Indirect evidence of unhappiness is equally hard to gather, since so
many potential proxies, such as drug abuse and wife-beating, are hushed
up. Nonetheless, for what it is worth, when your correspondent asked Ms
Woolum and three of her local social-worker colleagues to share their
life stories, those stories shared a common thread.

AP

All four women had been beaten by husbands or boyfriends, most of
whom had problems with drink or drugs. One recalls being knelt on so
that her arms were pinned to the floor and punched repeatedly in the
face. Another says she was stabbed. Without excusing the abuse, the
women assume that it had something to do with their menfolk’s sense of
frustration at the poor hand life had dealt them. As the last of the
quartet puts it: “He wasn’t happy. We got hit.”

Happily, all four have escaped their abusers. Ms Woolum reckons that
the welfare reforms of the 1990s have, indirectly, made local women
more assertive. “Welfare is more demanding. [To receive it], women have
to get out and work, so we’re getting out into a different
environment.” This, she argues, fosters self-reliance and self-respect,
so “Women don’t take it as much now.”

The personal is political

Both Dr Kabamba and Mr Banks feel bitter about the state of politics
in their respective countries. Dr Kabamba resents the fact that Congo
is run by a mob of unelected thieves and warlords, who for the most
part only pretend to care about good governance so they can continue
milking western donors. The country was promised an election by June
this year, but the ruling class somehow never got around to organising
it. They now promise to have one next year—they held a constitutional
referendum this month—but Dr Kabamba is not holding his breath. He
takes such a dim view of the probity of Congolese politicians that he
once turned down a job in the cabinet. In his spare time, he is the
leader of one of Congo’s many opposition parties, but no one is tipping
him to be the next president. He is neither rich nor ruthless enough.

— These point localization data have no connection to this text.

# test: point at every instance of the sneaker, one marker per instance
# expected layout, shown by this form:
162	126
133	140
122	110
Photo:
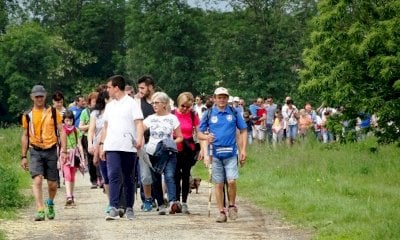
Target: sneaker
162	210
185	209
221	217
107	209
50	210
129	213
121	212
179	207
147	205
69	201
232	212
39	216
113	214
173	208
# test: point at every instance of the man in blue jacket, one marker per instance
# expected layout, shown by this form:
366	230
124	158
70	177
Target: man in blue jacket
218	127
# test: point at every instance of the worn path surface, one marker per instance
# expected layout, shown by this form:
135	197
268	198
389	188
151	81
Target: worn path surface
87	221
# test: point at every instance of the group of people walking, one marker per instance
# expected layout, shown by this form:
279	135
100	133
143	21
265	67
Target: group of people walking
128	139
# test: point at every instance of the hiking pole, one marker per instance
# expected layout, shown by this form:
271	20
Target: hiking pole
210	178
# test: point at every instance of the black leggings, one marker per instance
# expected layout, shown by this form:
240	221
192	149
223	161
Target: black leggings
182	173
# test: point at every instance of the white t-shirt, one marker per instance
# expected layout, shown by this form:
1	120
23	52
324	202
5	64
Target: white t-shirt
121	130
161	127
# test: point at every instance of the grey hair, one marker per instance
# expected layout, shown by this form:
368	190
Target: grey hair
162	97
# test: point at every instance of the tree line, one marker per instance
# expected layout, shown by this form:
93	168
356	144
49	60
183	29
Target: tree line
340	52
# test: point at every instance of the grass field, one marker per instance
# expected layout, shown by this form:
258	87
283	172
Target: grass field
339	191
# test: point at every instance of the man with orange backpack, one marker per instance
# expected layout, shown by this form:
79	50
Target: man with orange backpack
39	136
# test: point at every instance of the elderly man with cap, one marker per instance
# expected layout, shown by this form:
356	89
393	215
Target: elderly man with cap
218	128
39	136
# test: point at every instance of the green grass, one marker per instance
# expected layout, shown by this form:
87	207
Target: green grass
339	191
13	179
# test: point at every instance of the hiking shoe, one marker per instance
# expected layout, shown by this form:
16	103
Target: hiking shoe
107	209
113	214
185	208
69	201
39	216
147	205
232	212
129	213
50	210
121	212
173	207
162	210
221	217
179	207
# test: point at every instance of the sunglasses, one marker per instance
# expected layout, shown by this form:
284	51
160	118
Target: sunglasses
184	106
155	103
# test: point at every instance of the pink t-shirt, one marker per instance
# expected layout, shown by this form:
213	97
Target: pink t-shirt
186	125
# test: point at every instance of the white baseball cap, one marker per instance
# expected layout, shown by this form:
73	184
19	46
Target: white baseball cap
221	91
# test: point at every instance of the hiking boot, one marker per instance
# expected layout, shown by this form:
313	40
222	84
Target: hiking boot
179	207
147	205
232	212
162	210
107	209
39	216
173	207
69	201
129	213
113	214
185	208
221	217
50	210
121	212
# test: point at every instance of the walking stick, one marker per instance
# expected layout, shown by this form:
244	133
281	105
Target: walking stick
210	179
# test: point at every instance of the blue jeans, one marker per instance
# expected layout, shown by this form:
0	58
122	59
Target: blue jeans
169	177
121	162
103	169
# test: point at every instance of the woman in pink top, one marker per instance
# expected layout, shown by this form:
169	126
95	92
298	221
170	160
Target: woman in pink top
187	148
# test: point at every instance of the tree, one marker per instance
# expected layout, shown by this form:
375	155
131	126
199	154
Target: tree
353	60
165	40
29	55
257	50
94	27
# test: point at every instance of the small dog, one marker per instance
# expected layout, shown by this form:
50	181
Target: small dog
194	184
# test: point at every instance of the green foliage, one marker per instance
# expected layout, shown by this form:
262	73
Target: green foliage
337	190
165	40
353	60
13	179
10	196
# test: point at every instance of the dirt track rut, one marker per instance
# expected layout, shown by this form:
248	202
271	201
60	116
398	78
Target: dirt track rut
87	221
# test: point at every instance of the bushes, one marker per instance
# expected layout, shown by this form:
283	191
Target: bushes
10	196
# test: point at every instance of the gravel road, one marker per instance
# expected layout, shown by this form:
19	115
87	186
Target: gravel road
87	221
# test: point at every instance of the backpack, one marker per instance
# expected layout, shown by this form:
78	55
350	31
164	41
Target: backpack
230	107
53	115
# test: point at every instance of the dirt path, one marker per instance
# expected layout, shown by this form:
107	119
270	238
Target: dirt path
87	221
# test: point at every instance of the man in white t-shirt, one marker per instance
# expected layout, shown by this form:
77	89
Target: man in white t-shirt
121	137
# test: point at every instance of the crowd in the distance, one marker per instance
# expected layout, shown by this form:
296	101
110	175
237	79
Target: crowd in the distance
127	140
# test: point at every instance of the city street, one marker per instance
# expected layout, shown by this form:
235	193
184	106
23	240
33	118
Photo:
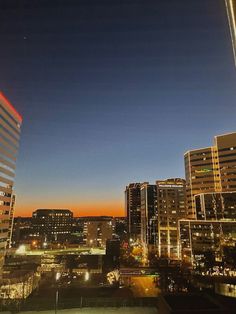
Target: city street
144	287
123	310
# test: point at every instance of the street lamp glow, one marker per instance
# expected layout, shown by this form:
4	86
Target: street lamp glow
21	249
86	277
58	275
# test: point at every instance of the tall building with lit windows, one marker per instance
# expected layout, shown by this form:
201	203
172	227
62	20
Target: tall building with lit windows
211	201
171	207
210	169
149	215
231	13
133	210
10	124
52	224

Mr Banks, for his part, expresses an intense dislike of President
George Bush. “If someone shoots that sonofabitch, I’ll celebrate,” he
says. Some of his complaints echo those of the coastal
intelligentsia—he thinks the president should create more manufacturing
jobs, for example. But some of his gripes are of the sort rarely aired
in the New York Times.

For example, he berates Mr Bush for allowing too many foreign
doctors into the country. In eastern Kentucky, as in Congo, those with
marketable skills often leave as soon as they graduate. Unlike Congo,
however, Kentucky can attract doctors from poorer parts of the world,
such as South Asia. Mr Banks does not think much of these immigrant
medics. He fears they may give him the wrong medicine, perhaps
deliberately, and threatens to “shoot them plumb between the eyes” if
they try. He is not serious about this threat, one assumes, but his
sense of grievance is no less real for being incoherent.

The point of this article is neither to mock Mr Banks nor to praise
Dr Kabamba. Both have their virtues and flaws, and your correspondent
cannot reliably judge which is the happier. But here are two concluding
observations. First, if poor Americans were to compare their standard
of living with what is normal elsewhere in the world, let alone in
Congo, they would see they have little cause for discontent. Then
again, were Americans not so incurably discontented with their lot,
their great country would not be half as dynamic as it is.